In conjunction with the District’s ongoing character education initiative, students at the elementary, middle, and high school levels are spotlighted each month during the school year for possessing positive character assets.
The honorees for October - Piper Zeman, Amanda Rearden, Griffin Phillips and Toby Riggall - were singled out for exemplifying the trait of respectfulness.
Recognized at the elementary level was Toby Riggall, a fifth grader at Quarry Hill Elementary School. Toby was nominated by teacher, Jessica Hilbert, who wrote that Toby is polite and kind.
“He always uses his manners and says please and thank you to his teachers,” said Hilbert. “On the first day of school, he asked me if I needed help with anything. When I speak to him, he always gives me his full attention and eye contact. When I give directions to the class, Toby will stop what he is doing immediately and pay attention.”
Also recognized at the elementary level was Griffin Phillips, a Kindergarten student at Fallsington Elementary School. He was nominated by Jennifer Tietz, Cherie Lynn Kooker, Terri Sherman, Sue Castelli, Kristen Cahill, and Principal Vinny DePaola.
“They say that in just one month, Griffin has made quite the impact on their school community with his respectful manner and character,” said Sanderson.

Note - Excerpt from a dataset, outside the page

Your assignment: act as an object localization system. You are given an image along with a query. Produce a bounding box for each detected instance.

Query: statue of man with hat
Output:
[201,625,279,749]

Griffin’s respectful behavior stood out to SPARK teacher, Ms. Sherman, who said, “Griffin demonstrates respectfulness in SPARK class when he attentively listens to the speaker.”
Ms. Castelli noted, “Griffin is always extremely polite, nice, and respectful. Whenever he asks for my help ... he uses great manners and does so in a respectful way.”
Several teachers noted that they were touched when he and his mother purchased and gave an inspiring book to the Kindergarten and first grade titled, “We Are All Wonders.”
Piper Zeman is a sixth grader at William Penn Middle School who was nominated by teacher, Tracy Titus-Goldberg.
Titus-Goldberg said that although new to Pennsbury, Piper has quickly become a caring, polite and respected leader in the school community.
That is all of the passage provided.